Beyond Black and White – My Life in Music

Roger Woodward
Biography, Books
Sydney: HarperCollinsPublishers Australia Pty Limited, 2014. 609pp ABC Books under licence.
ISBN: 978 0 7333 2303
Reviewed by , June 1st, 2015

In contrast with the austere black and white dust jacket, the first thing one sees when opening this book is the vividly coloured endpaper, painted by the nine year old author; such talent would surely lead to a future as a visual artist.

Soon it becomes clear, however, that he was headed for a career as an organist. While still having lessons from his first piano teacher, Miss Pope, the young Roger Woodward began to play the organ at the local church, with difficulty, because his feet did not reach the pedals. His abilities were noted and by early teenage he was given access to the much larger instrument in St Andrews Cathedral (Sydney) and (free) tuition from music director Kenneth Long, sometimes wagging school in order to have more time to practise.
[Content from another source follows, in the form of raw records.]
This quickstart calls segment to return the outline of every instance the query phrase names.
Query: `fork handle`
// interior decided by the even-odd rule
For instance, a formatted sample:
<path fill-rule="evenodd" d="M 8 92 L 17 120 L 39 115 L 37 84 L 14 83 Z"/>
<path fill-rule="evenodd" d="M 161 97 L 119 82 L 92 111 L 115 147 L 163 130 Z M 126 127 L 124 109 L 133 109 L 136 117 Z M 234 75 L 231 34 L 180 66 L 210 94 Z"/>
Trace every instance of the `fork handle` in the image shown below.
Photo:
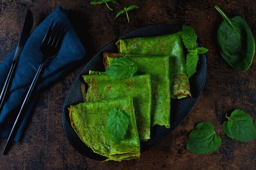
<path fill-rule="evenodd" d="M 22 112 L 24 108 L 26 107 L 27 104 L 27 102 L 29 99 L 29 97 L 30 97 L 30 95 L 33 92 L 33 90 L 35 87 L 35 85 L 36 83 L 36 81 L 37 79 L 40 74 L 40 73 L 41 72 L 41 71 L 42 70 L 42 68 L 43 68 L 44 64 L 45 63 L 45 58 L 44 57 L 42 62 L 41 63 L 41 64 L 38 68 L 37 72 L 36 72 L 36 74 L 34 78 L 34 79 L 31 83 L 31 85 L 30 85 L 30 87 L 29 87 L 29 89 L 27 95 L 26 95 L 26 97 L 24 99 L 24 101 L 22 104 L 22 105 L 21 106 L 21 108 L 20 108 L 20 112 L 17 116 L 17 118 L 16 118 L 16 120 L 14 122 L 14 124 L 12 127 L 12 129 L 11 129 L 11 133 L 9 135 L 9 136 L 8 138 L 7 139 L 7 141 L 6 142 L 6 143 L 5 144 L 5 145 L 4 146 L 4 150 L 3 150 L 2 155 L 5 155 L 7 152 L 7 149 L 9 148 L 9 145 L 11 144 L 11 142 L 13 140 L 14 138 L 14 136 L 16 134 L 16 131 L 18 130 L 18 126 L 17 126 L 20 123 L 20 118 L 21 115 L 22 114 Z"/>
<path fill-rule="evenodd" d="M 4 97 L 5 97 L 5 95 L 6 94 L 6 92 L 9 88 L 10 81 L 12 77 L 12 74 L 13 72 L 13 70 L 15 68 L 16 63 L 17 62 L 16 61 L 13 61 L 11 68 L 10 68 L 10 71 L 9 71 L 9 73 L 8 73 L 8 75 L 7 76 L 6 80 L 5 80 L 5 82 L 4 85 L 3 89 L 2 90 L 1 94 L 0 95 L 0 113 L 1 113 L 2 107 L 3 105 L 4 101 Z"/>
Roger Woodward, right, with his teacher, Alexander Sverjensky

Roger Woodward, right, with his teacher, Alexander Sverjensky

It seemed inevitable to Woodward’s parents that their son would be a musician, so he was transferred to the NSW Conservatorium High School where he was absorbed into the elite group of students of legendary piano teacher, Alexander Sverjensky, a former pupil of Rachmaninov and Siloti; the die was cast.

Woodward’s descriptions of his early years are fascinating, laced with delicious humour which often had me laughing out loud, for example, the picture he paints of one of his examiners: ”A tall, thin man with a serious demeanour, Dr Bainton resembled a boiled egg in an ill-fitting suit with a face like the back of a sandshoe verging on the colour of beetroot”, or the escapade where, in order to get out of trouble with the Con’s director, Sir Bernard Heinze, he “updated” one of Bach’s grovelling letters to his superiors.

That altercation with Heinze did not impede their discussions, later, about the possibility of starting an international piano competition in Sydney; this story makes interesting reading. It is the first of Woodward’s forays over the years into organising special events/festivals worldwide. After graduation from the Con he went to Poland for further studies with Zbigniew Drzewiecki at the Chopin Academy and from there into increasingly busy international performing career.

Roger Woodward 2

Woodward’s memoir is divided in two parts, personal and professional, inevitably overlapping. The second part deals in depth with his close composer colleagues, their music and occasionally their ratbaggery and shenanigans, for example one concert where he was required to keep his eyes shut during the entire performance, with cameras and strong lights directed at him in order to ensure that he complied, or the episode where he was directed to bash up a grand piano with a sledgehammer. One gets the idea that it is not entirely his fault that he was labelled the enfant terrible of the avant-garde.

Counterpoint through the entire memoir is Woodward’s love of the music of Bach, from the very first hearing of a recording of an organ Prelude and Fugue at age seven to the “epiphany” of the St Matthew Passion. It may seem surprising therefore that he was so committed to contemporary music, however, his discography shows a range from Bach through Chopin and Debussy to modern. The impressive list details 76 recordings (including the seven-CD set of earlier recordings released by the ABC in 2014 to accompany this memoir), several of which have earned awards.

Roger Woodward

Roger Woodward

In summary, this is a most absorbing and valuable book, lengthy, as it needs to be if it is to cover all facets of a full life: concertising, competitions, composers, conductors, festivals, awards, recordings, commissions, dedications, musical insights and more. The writing is eloquent and often amusing. Some readers may find it a little hard-going at times where the subject matter may be of more interest to those with knowledge of the contemporary art music scene.

Woodward warns us in his opening comments that the “the juicy bits” might be missing; if so, one could concede that it is the prerogative of an autobiographer to choose what to include and what to omit, especially in view of any possibility of a libel suit.

Overall, one is left with admiration for an exceptional man and his achievements.